In Ohio, Pinnacle operates a detox and residential center in Columbus; intensive outpatient, partial hospitalization programming and sober housing also in Columbus; nine outpatient OTPs, and four outpatient office-based opioid treatment programs (OBOTs). Known for providing a full continuum of care to meet patients wherever they’re at in their recovery journey, Pinnacle also has started construction on a sub-acute detox wing at University Hospitals Portage Medical Center in Ravenna, to be completed this year.
One of the fastest growing healthcare companies in the addiction treatment space, Pinnacle currently operates four other medication units in Kentucky in addition to other centers. Pinnacle plans to open additional medication units in the state of Ohio, likely in 2021.

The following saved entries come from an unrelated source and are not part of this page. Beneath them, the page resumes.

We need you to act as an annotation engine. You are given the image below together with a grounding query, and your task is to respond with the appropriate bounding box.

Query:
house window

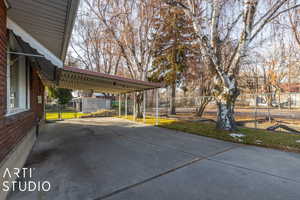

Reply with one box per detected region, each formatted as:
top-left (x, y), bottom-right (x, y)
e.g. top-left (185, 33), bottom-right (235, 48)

top-left (6, 33), bottom-right (30, 115)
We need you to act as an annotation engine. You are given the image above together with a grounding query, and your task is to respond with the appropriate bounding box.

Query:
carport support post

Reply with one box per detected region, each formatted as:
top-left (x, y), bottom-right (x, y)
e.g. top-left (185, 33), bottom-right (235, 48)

top-left (119, 94), bottom-right (122, 117)
top-left (125, 94), bottom-right (128, 118)
top-left (143, 90), bottom-right (146, 123)
top-left (133, 92), bottom-right (136, 121)
top-left (155, 88), bottom-right (159, 125)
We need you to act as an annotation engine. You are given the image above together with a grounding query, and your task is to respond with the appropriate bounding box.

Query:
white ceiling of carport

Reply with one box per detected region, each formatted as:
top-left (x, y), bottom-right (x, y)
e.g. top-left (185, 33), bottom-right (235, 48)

top-left (7, 0), bottom-right (79, 61)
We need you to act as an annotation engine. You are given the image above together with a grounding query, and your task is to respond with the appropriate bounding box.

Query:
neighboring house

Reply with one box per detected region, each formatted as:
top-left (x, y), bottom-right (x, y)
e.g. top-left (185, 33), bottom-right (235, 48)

top-left (0, 1), bottom-right (79, 199)
top-left (280, 83), bottom-right (300, 93)
top-left (280, 83), bottom-right (300, 107)
top-left (242, 83), bottom-right (300, 107)
top-left (72, 92), bottom-right (112, 113)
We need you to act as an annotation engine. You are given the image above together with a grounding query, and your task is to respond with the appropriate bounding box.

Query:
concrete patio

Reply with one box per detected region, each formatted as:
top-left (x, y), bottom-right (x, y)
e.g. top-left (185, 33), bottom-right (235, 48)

top-left (8, 118), bottom-right (300, 200)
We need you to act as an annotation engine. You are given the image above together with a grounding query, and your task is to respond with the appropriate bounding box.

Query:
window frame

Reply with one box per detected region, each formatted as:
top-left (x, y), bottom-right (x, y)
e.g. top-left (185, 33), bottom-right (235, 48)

top-left (6, 35), bottom-right (31, 116)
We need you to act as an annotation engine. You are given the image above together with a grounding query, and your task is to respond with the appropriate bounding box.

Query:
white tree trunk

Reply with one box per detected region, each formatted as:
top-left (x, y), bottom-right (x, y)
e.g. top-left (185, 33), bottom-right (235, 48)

top-left (214, 75), bottom-right (239, 130)
top-left (216, 100), bottom-right (236, 130)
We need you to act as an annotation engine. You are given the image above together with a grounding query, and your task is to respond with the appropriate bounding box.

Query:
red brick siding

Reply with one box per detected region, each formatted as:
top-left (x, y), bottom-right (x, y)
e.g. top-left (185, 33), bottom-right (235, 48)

top-left (0, 69), bottom-right (45, 162)
top-left (0, 0), bottom-right (7, 117)
top-left (29, 67), bottom-right (45, 121)
top-left (0, 2), bottom-right (45, 162)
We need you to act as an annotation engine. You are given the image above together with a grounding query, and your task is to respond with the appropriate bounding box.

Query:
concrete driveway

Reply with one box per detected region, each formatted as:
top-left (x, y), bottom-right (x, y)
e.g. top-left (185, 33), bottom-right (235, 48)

top-left (8, 118), bottom-right (300, 200)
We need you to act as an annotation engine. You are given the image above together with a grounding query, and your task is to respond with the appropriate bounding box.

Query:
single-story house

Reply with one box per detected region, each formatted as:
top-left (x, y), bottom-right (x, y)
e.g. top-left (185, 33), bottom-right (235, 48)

top-left (0, 1), bottom-right (80, 199)
top-left (0, 1), bottom-right (162, 199)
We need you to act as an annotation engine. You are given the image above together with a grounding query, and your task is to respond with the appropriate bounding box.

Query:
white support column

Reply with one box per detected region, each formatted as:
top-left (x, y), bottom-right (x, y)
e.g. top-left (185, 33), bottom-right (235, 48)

top-left (143, 90), bottom-right (146, 123)
top-left (133, 92), bottom-right (136, 121)
top-left (119, 94), bottom-right (121, 117)
top-left (125, 93), bottom-right (128, 118)
top-left (43, 87), bottom-right (46, 121)
top-left (156, 88), bottom-right (159, 125)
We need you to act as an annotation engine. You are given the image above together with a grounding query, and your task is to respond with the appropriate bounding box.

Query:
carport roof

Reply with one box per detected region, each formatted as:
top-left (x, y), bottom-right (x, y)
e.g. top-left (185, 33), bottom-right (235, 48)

top-left (13, 32), bottom-right (163, 94)
top-left (57, 67), bottom-right (163, 94)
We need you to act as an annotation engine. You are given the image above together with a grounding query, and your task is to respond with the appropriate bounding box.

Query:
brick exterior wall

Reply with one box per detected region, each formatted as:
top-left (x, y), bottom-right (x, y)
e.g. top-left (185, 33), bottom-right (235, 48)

top-left (0, 2), bottom-right (45, 163)
top-left (0, 0), bottom-right (7, 117)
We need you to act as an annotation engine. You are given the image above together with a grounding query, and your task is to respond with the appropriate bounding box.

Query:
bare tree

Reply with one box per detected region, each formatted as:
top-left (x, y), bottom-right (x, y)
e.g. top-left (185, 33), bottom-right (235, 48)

top-left (70, 6), bottom-right (122, 75)
top-left (183, 56), bottom-right (213, 117)
top-left (165, 0), bottom-right (300, 130)
top-left (288, 5), bottom-right (300, 47)
top-left (83, 0), bottom-right (162, 117)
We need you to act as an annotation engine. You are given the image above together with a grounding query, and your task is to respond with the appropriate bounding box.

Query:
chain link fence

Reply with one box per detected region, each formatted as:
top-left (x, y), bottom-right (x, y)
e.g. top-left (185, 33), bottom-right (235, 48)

top-left (46, 91), bottom-right (300, 133)
top-left (45, 96), bottom-right (116, 120)
top-left (45, 101), bottom-right (78, 120)
top-left (155, 92), bottom-right (300, 133)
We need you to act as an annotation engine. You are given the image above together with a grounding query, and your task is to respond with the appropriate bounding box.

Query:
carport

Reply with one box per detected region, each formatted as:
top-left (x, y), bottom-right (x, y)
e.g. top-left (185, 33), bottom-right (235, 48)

top-left (56, 67), bottom-right (163, 124)
top-left (6, 0), bottom-right (163, 123)
top-left (7, 32), bottom-right (163, 123)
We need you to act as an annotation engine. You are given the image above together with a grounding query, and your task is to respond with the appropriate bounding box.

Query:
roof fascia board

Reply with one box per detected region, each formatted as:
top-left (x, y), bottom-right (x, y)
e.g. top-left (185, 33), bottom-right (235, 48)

top-left (60, 0), bottom-right (80, 61)
top-left (4, 0), bottom-right (10, 9)
top-left (61, 67), bottom-right (164, 89)
top-left (7, 17), bottom-right (63, 68)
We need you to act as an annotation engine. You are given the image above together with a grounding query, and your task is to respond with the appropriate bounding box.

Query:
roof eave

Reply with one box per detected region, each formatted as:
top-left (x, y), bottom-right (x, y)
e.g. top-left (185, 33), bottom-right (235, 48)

top-left (7, 18), bottom-right (63, 68)
top-left (60, 0), bottom-right (80, 62)
top-left (4, 0), bottom-right (10, 9)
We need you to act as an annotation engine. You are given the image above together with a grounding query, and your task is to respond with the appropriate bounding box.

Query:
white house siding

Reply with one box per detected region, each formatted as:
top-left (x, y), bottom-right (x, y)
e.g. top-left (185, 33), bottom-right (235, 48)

top-left (81, 97), bottom-right (111, 113)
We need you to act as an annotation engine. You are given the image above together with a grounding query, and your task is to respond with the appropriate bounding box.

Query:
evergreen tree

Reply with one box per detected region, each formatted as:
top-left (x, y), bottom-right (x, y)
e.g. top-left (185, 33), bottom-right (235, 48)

top-left (150, 3), bottom-right (195, 115)
top-left (48, 87), bottom-right (73, 119)
top-left (48, 87), bottom-right (73, 106)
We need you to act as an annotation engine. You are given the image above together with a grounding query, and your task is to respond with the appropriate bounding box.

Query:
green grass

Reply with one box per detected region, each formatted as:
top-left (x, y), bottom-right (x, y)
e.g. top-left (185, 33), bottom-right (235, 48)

top-left (119, 115), bottom-right (300, 153)
top-left (46, 110), bottom-right (117, 120)
top-left (46, 112), bottom-right (89, 120)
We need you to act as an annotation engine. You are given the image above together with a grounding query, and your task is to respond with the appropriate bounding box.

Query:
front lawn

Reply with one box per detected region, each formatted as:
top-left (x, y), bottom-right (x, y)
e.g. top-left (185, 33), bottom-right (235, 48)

top-left (119, 116), bottom-right (300, 153)
top-left (46, 112), bottom-right (89, 120)
top-left (46, 110), bottom-right (117, 120)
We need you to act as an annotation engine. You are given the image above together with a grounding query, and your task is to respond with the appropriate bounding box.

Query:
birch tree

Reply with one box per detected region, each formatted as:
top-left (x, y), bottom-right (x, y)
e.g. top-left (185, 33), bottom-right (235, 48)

top-left (165, 0), bottom-right (300, 130)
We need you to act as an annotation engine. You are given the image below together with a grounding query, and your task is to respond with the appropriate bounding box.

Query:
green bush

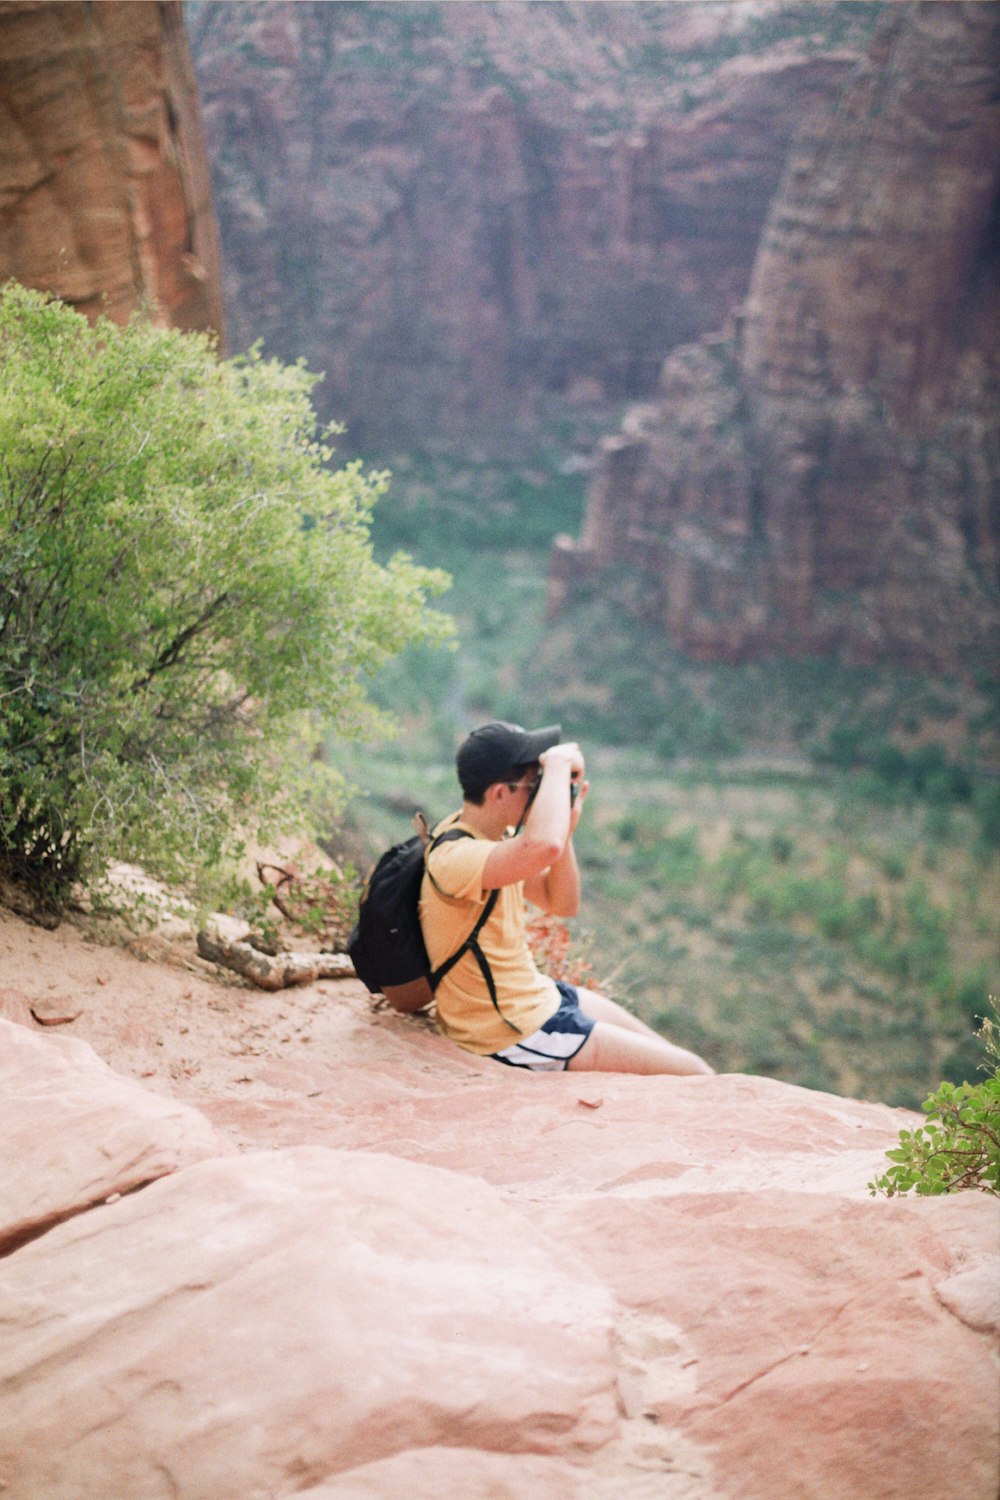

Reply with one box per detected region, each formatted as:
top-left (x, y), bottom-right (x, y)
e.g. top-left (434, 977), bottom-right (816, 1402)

top-left (768, 832), bottom-right (795, 864)
top-left (0, 284), bottom-right (450, 910)
top-left (870, 1006), bottom-right (1000, 1199)
top-left (815, 723), bottom-right (867, 769)
top-left (869, 1077), bottom-right (1000, 1198)
top-left (879, 849), bottom-right (908, 882)
top-left (973, 783), bottom-right (1000, 847)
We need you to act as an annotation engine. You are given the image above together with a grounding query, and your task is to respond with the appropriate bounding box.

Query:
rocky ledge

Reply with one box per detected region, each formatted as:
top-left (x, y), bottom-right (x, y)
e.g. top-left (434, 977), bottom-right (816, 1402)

top-left (0, 907), bottom-right (997, 1499)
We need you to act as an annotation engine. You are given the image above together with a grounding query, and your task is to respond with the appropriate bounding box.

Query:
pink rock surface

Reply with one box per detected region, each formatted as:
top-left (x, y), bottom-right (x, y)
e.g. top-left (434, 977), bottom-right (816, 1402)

top-left (0, 1017), bottom-right (229, 1253)
top-left (1, 911), bottom-right (997, 1499)
top-left (0, 1147), bottom-right (617, 1500)
top-left (935, 1258), bottom-right (1000, 1335)
top-left (297, 1447), bottom-right (592, 1500)
top-left (200, 1067), bottom-right (1000, 1499)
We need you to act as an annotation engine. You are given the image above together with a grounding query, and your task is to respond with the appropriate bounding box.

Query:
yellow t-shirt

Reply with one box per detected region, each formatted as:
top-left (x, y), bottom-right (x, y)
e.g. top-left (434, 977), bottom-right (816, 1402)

top-left (419, 815), bottom-right (559, 1054)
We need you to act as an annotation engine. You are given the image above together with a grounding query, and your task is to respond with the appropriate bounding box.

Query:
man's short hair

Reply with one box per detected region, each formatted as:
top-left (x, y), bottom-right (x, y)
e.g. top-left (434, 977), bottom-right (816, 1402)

top-left (456, 720), bottom-right (561, 803)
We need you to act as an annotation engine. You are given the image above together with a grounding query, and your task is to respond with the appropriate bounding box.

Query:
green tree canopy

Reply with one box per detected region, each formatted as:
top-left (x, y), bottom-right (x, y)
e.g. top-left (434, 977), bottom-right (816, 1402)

top-left (0, 282), bottom-right (451, 911)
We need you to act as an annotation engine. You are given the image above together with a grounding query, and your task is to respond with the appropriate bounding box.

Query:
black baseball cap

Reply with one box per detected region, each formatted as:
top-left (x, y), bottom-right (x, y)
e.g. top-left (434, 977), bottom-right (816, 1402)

top-left (456, 720), bottom-right (561, 798)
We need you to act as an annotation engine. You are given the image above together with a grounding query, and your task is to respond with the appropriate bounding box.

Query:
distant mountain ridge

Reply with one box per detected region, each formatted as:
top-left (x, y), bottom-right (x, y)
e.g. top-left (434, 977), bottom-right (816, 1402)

top-left (189, 0), bottom-right (873, 449)
top-left (190, 1), bottom-right (998, 674)
top-left (556, 2), bottom-right (999, 673)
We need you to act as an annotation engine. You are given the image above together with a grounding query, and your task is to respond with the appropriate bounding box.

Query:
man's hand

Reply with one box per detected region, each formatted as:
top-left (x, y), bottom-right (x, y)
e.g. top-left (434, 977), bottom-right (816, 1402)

top-left (516, 741), bottom-right (586, 915)
top-left (569, 776), bottom-right (589, 833)
top-left (540, 743), bottom-right (587, 831)
top-left (481, 739), bottom-right (587, 897)
top-left (539, 741), bottom-right (585, 780)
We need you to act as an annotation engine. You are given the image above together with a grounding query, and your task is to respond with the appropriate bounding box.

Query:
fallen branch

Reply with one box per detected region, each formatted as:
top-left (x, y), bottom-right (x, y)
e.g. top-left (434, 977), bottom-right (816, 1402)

top-left (254, 859), bottom-right (355, 951)
top-left (196, 930), bottom-right (355, 991)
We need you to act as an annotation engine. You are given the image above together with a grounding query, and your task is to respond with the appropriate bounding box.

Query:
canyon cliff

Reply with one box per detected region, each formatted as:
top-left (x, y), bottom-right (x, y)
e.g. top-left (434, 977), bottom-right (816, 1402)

top-left (558, 3), bottom-right (999, 672)
top-left (2, 3), bottom-right (994, 674)
top-left (0, 0), bottom-right (223, 338)
top-left (191, 0), bottom-right (997, 674)
top-left (190, 1), bottom-right (871, 450)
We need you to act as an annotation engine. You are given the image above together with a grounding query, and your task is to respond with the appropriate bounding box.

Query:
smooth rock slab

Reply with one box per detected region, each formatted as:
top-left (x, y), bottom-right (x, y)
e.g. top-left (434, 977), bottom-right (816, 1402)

Georgetown Treatment Services accepts Medicaid, Medicare and offers reasonable self-pay rates. The unit is open Mondays through Fridays, 6- 9:30 a.m., and on Saturdays 6- 9 a.m. Anyone needing a free confidential assessment can call 937-483-4181.
About Pinnacle Treatment Centers
Pinnacle Treatment Centers is a recognized leader in comprehensive substance use treatment services. Locations include 75 community-based centers in Ohio, Indiana, Kentucky, New Jersey, Pennsylvania, and Virginia. A full continuum of quality care includes detoxification, residential and outpatient care, medication-assisted treatment services and sober living programs. Pinnacle treats the individual’s physical, emotional, spiritual, and psychological well-being. Each center focuses on patient-centered care and an individualized approach, upholding a high standard of medically assisted treatment and compassionate attention to each patient’s needs. For more information, visit www.pinnacletreatment.com.
Joe Pritchard, CEO of Pinnacle Treatment Centers headquartered in New Jersey, stated, “Ohio’s need for a broader range of opioid treatment is clear, particularly in rural counties like Brown. Our goal is to continue to serve communities that have the greatest need and make it as easy as possible for them to access treatment.”